A user of either of these systems is confronted with a problem of not being able to effectuate interrupt driven events at the user's command. For example, while a user is using the system for creating a report using an editor, the user may need to interrupt the word processing session and switch instantly to another program, such as to look up a phone number that resides in a program that is different from the one the user is using as an editor.
This problem has been addressed such that a system allows the output display to share its screen with a plurality of programs at the same time. To accomplish this, the screen is divided such that each program is shown on its own portion of the output display screen. This is commonly referred to as screen sharing.
However, this method of screen sharing is expensive since a large amount of CPU cycles are required. Screen sharing is expensive because all of the multiple windows contained on the one screen must be maintained. Also, there is an additional expense in clipping the output display of the application to subscreen boundaries.
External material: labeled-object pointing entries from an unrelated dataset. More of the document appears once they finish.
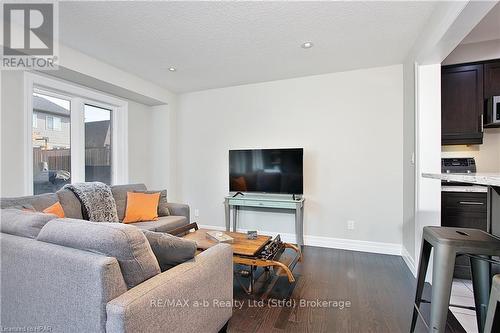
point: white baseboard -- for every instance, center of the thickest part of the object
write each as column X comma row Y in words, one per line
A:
column 409, row 261
column 332, row 243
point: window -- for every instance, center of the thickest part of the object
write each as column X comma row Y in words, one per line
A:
column 77, row 135
column 98, row 142
column 51, row 150
column 53, row 123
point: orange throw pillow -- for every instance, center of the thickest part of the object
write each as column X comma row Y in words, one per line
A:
column 141, row 207
column 55, row 209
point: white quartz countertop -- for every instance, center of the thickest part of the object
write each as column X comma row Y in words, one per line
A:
column 473, row 188
column 488, row 179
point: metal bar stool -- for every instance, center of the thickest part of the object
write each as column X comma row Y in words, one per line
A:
column 448, row 243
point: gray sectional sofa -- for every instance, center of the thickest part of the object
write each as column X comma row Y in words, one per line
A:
column 66, row 289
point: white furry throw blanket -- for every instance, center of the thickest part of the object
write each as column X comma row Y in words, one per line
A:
column 98, row 204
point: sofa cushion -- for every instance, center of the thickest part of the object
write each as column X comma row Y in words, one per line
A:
column 23, row 223
column 55, row 209
column 39, row 202
column 124, row 242
column 71, row 205
column 170, row 250
column 163, row 224
column 120, row 195
column 141, row 207
column 162, row 204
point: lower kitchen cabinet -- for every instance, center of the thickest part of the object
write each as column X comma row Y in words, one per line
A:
column 463, row 210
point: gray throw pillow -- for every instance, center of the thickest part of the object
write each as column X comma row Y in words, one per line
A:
column 170, row 250
column 124, row 242
column 23, row 223
column 162, row 204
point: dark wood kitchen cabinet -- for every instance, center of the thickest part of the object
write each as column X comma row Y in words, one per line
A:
column 462, row 104
column 464, row 210
column 492, row 79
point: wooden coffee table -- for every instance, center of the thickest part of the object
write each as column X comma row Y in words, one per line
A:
column 246, row 252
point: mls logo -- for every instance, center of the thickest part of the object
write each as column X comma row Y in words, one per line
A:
column 30, row 34
column 28, row 29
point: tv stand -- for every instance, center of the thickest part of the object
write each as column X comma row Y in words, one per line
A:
column 266, row 201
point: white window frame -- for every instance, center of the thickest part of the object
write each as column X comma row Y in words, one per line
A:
column 78, row 96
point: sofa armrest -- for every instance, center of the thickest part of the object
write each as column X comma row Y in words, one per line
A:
column 195, row 296
column 179, row 210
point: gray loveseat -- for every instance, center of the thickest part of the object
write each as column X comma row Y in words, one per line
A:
column 70, row 290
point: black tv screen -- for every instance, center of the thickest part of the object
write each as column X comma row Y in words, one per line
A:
column 266, row 170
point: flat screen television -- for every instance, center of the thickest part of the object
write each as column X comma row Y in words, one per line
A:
column 266, row 170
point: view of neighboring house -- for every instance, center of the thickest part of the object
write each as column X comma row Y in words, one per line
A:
column 250, row 166
column 51, row 123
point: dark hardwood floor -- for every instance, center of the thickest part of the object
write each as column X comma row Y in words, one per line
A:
column 380, row 289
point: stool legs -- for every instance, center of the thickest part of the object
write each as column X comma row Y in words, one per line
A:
column 442, row 279
column 492, row 319
column 425, row 254
column 480, row 270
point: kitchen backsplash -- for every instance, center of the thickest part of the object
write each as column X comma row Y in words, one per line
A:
column 487, row 155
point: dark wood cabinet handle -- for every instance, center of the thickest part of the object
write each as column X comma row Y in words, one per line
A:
column 473, row 203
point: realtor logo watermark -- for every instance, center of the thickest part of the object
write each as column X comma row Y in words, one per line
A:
column 30, row 35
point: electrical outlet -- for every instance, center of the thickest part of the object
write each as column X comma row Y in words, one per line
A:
column 350, row 225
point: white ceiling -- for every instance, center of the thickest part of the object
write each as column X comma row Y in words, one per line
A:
column 218, row 44
column 487, row 29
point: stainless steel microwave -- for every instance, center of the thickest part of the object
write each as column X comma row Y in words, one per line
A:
column 493, row 112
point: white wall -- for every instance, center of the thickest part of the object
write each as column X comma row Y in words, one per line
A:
column 350, row 126
column 408, row 162
column 12, row 134
column 139, row 143
column 428, row 204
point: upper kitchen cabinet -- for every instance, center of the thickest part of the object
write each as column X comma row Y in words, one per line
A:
column 462, row 102
column 492, row 79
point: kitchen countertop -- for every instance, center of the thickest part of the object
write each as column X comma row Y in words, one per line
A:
column 488, row 179
column 468, row 189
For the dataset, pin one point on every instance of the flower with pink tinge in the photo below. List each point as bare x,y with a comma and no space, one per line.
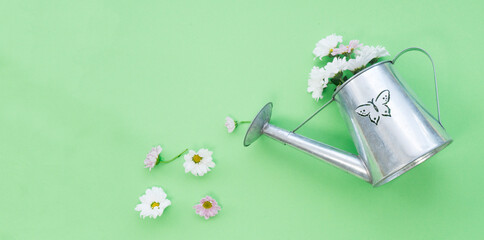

Another problem with screen sharing is that a large amount of development time is needed to write the application program in a way that it will be executable in a screen sharing environment. Also, each application must be aware that it is working in this multiple activity environment.
Screen sharing also imposes additional requirements on an application. Usually the applications have to share resources such as the screen display. The applications must also agree to the amount of screen that each application will receive. Thus, the application must know that it is working with something less than the full portion of the screen.
Another problem arises with processing systems that utilize an UNIX* operating system. UNIX operating systems allow multiple activities, thus creating a multi-process system. This is referred to as a multi-thread environment. This allows a user to run several applications at one time. However, only one application can actually interact with the terminal. If more than one application tries to interact with the terminal at the same time, there is an undesired conglomeration of output from the applications. The user must then control the output from the other applications in the background. This is called blind background processing, which is difficult to monitor. FNT * UNIX is a trademark of AT&T Bell Laboratories.
One way to solve this multi-thread problem is to add physical devices to the workstation. However, it is not expedient for every task and/or virtual machine to have a unique physical terminal. The cost of multiple displays, keyboards, locators, and other interactive resources prohibits a profusion of such devices. A workstation is generally restricted to the number of devices it can support by the adaptor slot or the power limitations. The facilities such as office or desk space, electrical outlets, etc., also place constraints in the number of devices that a user can effectively use. There are additional inconveniencies in the physical movement of multiple devices. Also, refocusing of one's concentration is required when a multiplicity of interactive devices are used.